刘丽,王贵珍,周延山,楚彬,马素洁,姬程鹏,田永亮,花立民
(甘肃农业大学草业学院,教育部草业生态系统重点实验室,甘肃农业大学-新西兰梅西大学草地多样性研究中心,甘肃 兰州 730070)
青藏高原是我国以及东亚气候系统稳定的重要屏障,有丰富多样、独具特色的特殊生态系统类型和珍稀动植物种类,是全球生物多样性保护的重点区域[1]。广布于该区的高寒草甸在畜牧业生产和水源涵养等生态保育功能中发挥着极其重要的作用[2]。然而随着气候变化、人类干扰等因素,高寒草甸生态系统退化严重,其中草原鼠害是加剧退化的重要因素[3]。高原鼢鼠(Eospalaxbaileyi)是青藏高原高寒草甸生态系统优势地下害鼠,当其种群密度超过环境容量时,显著影响到草地生产力和植物群落结构[4]。但是,高原鼢鼠是土壤疏松、生物多样性维持的关键物种之一,有着 “生态系统工程师”的美誉[5-6]。
种群遗传分化研究是遗传资源利用和物种保护的基础[7]。遗传多样性是决定一个物种进化潜力和抵御不良环境能力的主要驱动力[8-9]。高原鼢鼠依靠挖掘地下洞道系统完成取食、扩散等行为[10]。稳定的地下生活环境和有限的迁移能力使不同地理种群间存在严重的限制性基因流[11]和独特的地域种群遗传结构[12]。蔡振媛等[12]通过测定线粒体控制区序列变异发现地理屏障与高原鼢鼠种群间遗传距离没有显著相关性,种群间遗传分化中大约79.6%的变异可以由地理隔离解释。但这些研究多集中在较大尺度的地理区域和历史事件对其种群结构的影响[11-12],小尺度特殊地理环境等对鼢鼠种群遗传结构影响的研究较少。研究尺度的差异会对遗传结构结果解释各异,而小尺度上的种群遗传结构则受到栖息地景观模式、个体永久性迁移频率及由于交配事件导致的基因扩散情况等多重因素的影响[13]。为进一步研究小尺度生境中环境因素对种群遗传的影响,本试验采用微卫星标记的方法,在祁连山东段高寒草甸区小尺度下,研究不同地理位置的高原鼢鼠种群遗传结构特点、基因交流及其影响因素,为该物种生物多样性保护和草原鼠害防治提供相关参考依据。

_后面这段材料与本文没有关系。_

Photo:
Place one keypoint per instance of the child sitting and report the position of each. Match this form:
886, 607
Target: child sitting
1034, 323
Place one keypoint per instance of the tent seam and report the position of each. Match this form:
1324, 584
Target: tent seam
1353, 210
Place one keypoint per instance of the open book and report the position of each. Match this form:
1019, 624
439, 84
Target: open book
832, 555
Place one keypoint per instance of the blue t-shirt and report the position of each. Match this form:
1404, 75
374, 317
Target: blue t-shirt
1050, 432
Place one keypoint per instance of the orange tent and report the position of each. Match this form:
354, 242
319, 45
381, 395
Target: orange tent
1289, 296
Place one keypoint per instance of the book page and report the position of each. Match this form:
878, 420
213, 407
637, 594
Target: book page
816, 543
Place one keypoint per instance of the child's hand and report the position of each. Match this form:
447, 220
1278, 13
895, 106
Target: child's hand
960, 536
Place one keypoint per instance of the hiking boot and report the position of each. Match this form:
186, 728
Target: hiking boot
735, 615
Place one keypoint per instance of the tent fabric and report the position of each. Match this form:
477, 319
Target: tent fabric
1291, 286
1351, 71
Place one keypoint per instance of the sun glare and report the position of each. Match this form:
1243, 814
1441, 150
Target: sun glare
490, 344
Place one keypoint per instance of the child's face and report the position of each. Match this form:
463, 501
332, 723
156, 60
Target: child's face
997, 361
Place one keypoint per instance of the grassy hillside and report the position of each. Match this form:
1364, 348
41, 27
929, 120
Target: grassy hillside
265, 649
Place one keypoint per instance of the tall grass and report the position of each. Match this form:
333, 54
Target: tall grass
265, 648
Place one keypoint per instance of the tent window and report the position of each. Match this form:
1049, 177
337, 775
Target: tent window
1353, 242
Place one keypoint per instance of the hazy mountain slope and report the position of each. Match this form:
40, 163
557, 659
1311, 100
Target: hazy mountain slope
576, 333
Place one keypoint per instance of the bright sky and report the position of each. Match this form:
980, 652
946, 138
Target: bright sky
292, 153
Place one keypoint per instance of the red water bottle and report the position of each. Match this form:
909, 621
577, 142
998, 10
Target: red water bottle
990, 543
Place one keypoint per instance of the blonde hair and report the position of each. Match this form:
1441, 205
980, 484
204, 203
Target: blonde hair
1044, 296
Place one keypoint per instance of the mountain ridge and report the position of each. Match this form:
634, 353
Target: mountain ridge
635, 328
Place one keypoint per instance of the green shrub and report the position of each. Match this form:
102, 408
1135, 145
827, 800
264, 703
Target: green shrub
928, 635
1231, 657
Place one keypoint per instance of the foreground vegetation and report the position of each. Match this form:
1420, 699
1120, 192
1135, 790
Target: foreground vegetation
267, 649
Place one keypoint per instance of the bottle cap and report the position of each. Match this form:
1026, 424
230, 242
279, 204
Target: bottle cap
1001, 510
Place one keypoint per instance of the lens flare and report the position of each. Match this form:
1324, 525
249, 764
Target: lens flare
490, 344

试验地选在甘肃省天祝县抓喜秀龙乡高寒草甸区。该区位于东祁连山的天祝金强河河谷,地理坐标为北纬37°11′,东经102°29′,海拔 2710~3080 m。境内地形受马牙雪山和雷公山隆起的影响,形成东西向的峡谷地带,西高东低。气候寒冷潮湿,太阳辐射强。年均温-0.1 ℃,>0 ℃年积温1380 ℃;年降水量416 mm,多为地形雨,集中于 7、8、9 三个月。无绝对无霜期,仅分冷热两季。天然草地主要为高寒草甸。主要植物有垂穗披碱草(Elymusdahuricus)、矮嵩草(Kobresiahumilis)、线叶嵩草(K.capillifolia)、二裂委陵菜(Potentillabifurca)、秦艽(Gentianamacrophylla)、扁蓿豆(Ruthenianmedic)、早熟禾(Poaannua)、狗娃花(Heteropappushispidus)、黄芪(Astragalusmembranaceus)、棘豆(Oxytropisbella)、蕨麻(Potentillaanserina)、苔草(Carexhumilis)等。
试验材料总共包括163个高原鼢鼠个体,试验采样点分别在甘肃祁连山东段高寒草甸区的马营滩(MYT)、下南泥沟(XNG)、马营河东(MYR)和马营河西(MYL)共4个样地,如图1所示。MYT、XNG、MYL和MYR 的样地面积分别为7.50,1.60,1.25,1.25 hm2。其中,MYT样地中高原鼢鼠的个体采样点的最远直线距离为600 m,采样点范围约3 hm2;XNG样地中采样点的最远直线距离为500 m,采样点范围约1 hm2;MYL样地中采样点的最远直线距离为200 m,采样点范围约1 hm2;MYR样地采样点的最远直线距离为300 m,采样点范围约1.2 hm2。4个样地共采集鼢鼠的雌性个体数量为87;雄性个体数量为76。采取典型种群随机抽样法,分别在2014、2015年的5、6、8月用弓箭捕获鼢鼠,记录鼢鼠的性别、年龄后解剖获取部分肝脏组织,置于1.5 mL离心管中,先保存于液氮罐中,在实验室内转入-80 ℃超低温冰箱中保存。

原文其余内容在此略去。